Marc Gricourt, maire de Blois, et Bernard Pillefer, président du Syndicat intercommunal de distribution d’électricité de Loir-et-Cher (SIDELC), ont inauguré mercredi 8 novembre les premières bornes de recharge pour véhicules électriques et hybrides sur le domaine public.
« Réseaux de chaleur, installations de panneaux photovoltaïques, extinction de l’éclairage public la nuit, bornes électriques… Nous restons mobilisés en faveur des économies d’énergie et nous voulons faire de Blois une ville exemplaire et durable », affirme le maire. Accompagné de Jérôme Boujot, adjoint au stationnement et Rachid Meress, conseiller chargé des économies d’énergie, il a tenu à rappeler l’engagement permanent de la municipalité.
À Blois, huit bornes sont déjà installées et en service, énumère Marc Gricourt : quatre dans le centre dont deux sur le Mail Pierre Sudreau et deux autres sur les places Jacques Lob et Saint-Honoré ; trois dans le quartier est, square du 11 Novembre, Mail Pierre-Charlot et avenue du Marechal Maunoury ; et enfin, une au sud situé 2 rue des Allées.
Les automobilistes ont la possibilité de s’abonner pour une utilisation régulière, le prix horaire est de 2,50 euros. Pour un usage ponctuel, le paiement à l’acte est autorisé et dans ce cas, l’heure de chargement passe à 3,25 euros. Le stationnement est gratuit sur les places de recharge durant l’opération et strictement interdit hors de ce cadre.

Le Sidelc met en place un maillage serré du département
Le réseau blésois de recharge représente un investissement public de 80 000 euros, porté par le Sidelc et co financé par l’Ademe dans le cadre des Investissements d’Avenir de l’État.
« L’objectif du Sidelc est de favoriser le développement du véhicule propre.
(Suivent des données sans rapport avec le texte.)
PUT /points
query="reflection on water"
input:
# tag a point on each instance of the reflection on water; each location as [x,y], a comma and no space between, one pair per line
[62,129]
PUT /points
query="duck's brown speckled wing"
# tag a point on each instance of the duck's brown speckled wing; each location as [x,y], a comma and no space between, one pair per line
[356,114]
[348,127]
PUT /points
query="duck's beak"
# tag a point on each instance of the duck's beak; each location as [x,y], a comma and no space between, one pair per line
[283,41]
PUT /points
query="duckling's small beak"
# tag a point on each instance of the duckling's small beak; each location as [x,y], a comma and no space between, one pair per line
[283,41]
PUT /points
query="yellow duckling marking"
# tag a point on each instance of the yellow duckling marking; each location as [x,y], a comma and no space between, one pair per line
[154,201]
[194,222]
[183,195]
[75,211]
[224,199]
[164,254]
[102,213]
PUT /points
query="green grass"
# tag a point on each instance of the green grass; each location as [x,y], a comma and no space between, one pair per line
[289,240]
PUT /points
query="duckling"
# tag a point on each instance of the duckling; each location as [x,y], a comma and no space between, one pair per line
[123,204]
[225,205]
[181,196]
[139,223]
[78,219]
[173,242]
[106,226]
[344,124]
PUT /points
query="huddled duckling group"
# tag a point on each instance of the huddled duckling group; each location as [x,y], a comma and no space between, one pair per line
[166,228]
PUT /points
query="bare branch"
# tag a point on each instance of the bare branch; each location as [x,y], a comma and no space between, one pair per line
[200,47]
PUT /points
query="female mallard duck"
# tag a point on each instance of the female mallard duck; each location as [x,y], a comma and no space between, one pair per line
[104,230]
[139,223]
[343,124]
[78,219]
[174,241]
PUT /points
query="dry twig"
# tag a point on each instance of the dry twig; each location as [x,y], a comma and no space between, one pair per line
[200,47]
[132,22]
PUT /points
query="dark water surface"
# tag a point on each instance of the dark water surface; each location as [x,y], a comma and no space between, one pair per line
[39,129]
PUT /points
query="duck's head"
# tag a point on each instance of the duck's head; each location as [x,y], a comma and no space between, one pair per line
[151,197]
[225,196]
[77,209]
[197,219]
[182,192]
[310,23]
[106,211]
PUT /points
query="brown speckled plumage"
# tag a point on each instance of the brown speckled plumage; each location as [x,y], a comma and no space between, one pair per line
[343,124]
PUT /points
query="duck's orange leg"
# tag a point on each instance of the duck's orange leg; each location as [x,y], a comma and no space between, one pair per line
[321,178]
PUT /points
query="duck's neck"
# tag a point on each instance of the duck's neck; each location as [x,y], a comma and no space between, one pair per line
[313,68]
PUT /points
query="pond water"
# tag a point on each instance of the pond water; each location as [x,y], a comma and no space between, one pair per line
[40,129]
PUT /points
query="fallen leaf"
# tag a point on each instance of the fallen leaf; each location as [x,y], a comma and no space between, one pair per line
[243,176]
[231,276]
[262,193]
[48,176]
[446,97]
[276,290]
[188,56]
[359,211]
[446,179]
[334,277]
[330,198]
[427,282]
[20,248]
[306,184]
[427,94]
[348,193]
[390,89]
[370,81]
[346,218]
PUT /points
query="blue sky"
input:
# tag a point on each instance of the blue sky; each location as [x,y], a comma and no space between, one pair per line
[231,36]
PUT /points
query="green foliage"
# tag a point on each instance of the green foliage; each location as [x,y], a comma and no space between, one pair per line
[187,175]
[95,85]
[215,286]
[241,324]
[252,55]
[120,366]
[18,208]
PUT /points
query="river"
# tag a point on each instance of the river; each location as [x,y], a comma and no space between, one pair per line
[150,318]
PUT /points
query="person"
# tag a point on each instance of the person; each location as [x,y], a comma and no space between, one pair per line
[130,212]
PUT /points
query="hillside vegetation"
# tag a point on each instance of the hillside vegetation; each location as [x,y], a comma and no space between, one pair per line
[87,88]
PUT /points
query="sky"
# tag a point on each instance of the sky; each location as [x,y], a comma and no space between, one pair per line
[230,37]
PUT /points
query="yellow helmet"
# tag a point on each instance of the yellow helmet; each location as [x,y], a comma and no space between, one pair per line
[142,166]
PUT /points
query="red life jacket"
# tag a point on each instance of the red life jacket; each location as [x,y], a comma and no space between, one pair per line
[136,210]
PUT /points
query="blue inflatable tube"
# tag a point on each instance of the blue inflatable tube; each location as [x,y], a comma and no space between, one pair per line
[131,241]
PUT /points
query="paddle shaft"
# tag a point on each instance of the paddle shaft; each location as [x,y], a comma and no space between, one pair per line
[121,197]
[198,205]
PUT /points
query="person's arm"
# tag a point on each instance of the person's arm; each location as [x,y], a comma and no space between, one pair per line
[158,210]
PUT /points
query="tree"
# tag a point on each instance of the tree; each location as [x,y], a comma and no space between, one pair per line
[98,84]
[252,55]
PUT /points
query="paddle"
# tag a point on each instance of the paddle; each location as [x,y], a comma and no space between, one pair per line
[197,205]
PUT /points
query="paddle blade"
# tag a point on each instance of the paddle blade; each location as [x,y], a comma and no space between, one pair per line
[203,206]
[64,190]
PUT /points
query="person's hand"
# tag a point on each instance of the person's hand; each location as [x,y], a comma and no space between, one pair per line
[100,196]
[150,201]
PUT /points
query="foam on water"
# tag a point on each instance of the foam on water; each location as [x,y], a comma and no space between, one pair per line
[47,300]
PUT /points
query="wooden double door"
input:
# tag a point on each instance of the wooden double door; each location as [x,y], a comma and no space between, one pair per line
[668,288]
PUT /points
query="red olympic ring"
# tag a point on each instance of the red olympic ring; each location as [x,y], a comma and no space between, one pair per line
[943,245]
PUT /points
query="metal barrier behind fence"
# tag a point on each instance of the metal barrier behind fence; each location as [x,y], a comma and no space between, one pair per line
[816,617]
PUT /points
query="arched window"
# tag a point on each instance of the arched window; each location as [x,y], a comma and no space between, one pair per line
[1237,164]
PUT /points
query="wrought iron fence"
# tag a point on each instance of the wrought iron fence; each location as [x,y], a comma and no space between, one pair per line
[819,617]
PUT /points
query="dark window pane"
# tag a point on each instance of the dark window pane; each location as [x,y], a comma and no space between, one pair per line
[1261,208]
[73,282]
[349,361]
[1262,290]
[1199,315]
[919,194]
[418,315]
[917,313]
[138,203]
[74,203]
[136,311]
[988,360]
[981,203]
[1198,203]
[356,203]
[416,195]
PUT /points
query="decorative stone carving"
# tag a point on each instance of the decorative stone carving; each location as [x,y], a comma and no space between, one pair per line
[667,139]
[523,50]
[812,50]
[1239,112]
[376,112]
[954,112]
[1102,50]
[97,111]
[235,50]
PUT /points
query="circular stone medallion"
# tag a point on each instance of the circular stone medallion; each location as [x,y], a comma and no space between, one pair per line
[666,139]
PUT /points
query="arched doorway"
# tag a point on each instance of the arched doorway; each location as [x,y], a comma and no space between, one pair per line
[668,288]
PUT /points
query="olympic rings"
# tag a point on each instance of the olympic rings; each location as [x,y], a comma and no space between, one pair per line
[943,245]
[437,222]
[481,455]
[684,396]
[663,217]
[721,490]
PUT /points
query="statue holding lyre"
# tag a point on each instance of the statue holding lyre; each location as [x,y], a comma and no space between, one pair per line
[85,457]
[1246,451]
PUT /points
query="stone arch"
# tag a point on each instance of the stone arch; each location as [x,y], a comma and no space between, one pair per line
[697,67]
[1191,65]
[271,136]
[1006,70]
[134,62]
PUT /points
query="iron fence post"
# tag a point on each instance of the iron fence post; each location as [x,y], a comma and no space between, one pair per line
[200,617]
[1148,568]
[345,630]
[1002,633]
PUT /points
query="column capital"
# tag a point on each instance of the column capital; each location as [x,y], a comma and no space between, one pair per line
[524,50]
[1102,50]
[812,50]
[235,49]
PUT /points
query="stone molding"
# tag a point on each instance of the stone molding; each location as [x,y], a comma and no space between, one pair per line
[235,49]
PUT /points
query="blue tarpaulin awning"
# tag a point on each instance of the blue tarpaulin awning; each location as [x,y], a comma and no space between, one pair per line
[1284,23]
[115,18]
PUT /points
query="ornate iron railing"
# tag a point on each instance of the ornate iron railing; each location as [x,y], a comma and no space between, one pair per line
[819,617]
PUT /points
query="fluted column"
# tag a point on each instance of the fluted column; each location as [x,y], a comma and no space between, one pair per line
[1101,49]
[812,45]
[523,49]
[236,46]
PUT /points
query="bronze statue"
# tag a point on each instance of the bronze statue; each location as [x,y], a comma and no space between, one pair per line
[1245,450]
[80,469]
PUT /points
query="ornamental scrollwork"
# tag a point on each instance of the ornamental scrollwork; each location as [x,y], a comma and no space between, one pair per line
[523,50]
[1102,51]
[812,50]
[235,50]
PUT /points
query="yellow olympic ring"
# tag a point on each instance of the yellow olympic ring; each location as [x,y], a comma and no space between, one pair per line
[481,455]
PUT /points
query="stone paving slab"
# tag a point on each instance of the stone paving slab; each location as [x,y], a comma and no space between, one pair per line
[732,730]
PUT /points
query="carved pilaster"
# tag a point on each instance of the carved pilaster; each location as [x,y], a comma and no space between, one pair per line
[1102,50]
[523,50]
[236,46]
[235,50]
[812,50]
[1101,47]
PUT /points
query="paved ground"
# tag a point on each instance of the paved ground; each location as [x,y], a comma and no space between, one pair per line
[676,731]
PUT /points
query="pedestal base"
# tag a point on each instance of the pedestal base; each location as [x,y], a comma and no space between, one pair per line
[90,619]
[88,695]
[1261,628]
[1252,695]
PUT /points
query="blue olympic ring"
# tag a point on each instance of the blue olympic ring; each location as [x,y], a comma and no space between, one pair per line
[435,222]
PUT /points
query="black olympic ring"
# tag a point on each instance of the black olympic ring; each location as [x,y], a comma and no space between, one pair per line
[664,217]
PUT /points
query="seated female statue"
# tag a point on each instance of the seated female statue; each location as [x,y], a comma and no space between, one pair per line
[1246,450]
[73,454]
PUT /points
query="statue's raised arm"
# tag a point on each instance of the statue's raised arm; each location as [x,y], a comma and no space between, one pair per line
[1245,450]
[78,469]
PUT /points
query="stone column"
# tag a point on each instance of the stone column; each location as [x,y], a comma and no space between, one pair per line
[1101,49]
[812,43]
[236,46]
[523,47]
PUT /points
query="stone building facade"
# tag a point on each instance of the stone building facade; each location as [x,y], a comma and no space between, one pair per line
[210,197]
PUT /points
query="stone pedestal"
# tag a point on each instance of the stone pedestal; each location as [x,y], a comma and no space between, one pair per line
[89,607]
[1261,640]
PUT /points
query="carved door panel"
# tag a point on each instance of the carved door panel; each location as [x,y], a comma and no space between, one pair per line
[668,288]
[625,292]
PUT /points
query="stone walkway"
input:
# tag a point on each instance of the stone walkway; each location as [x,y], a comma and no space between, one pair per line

Fin 2017, 100 bornes publiques mailleront le département », affirme Bernard Pillefer. Et au président de poursuivre, « Nous voulons constituer un maillage serré pour encourager les Loir-et-Cheriens à investir dans les véhicules électriques. » Une offre d’autant plus importante que chaque borne est équipée de deux points de charge permettant à deux véhicules de se brancher en même temps ».
L’exploration du réseau blésois est gérée par le syndicat à hauteur de 60 % et la ville pour le 40 % restant. Et cela dans la mesure où les recettes ne couvriraient pas le coût de fonctionnement du service. Dans ce cas, pour la période 2016-2020, la municipalité assurera une contribution forfaitaire de 640 euros par an et par borne de recharge.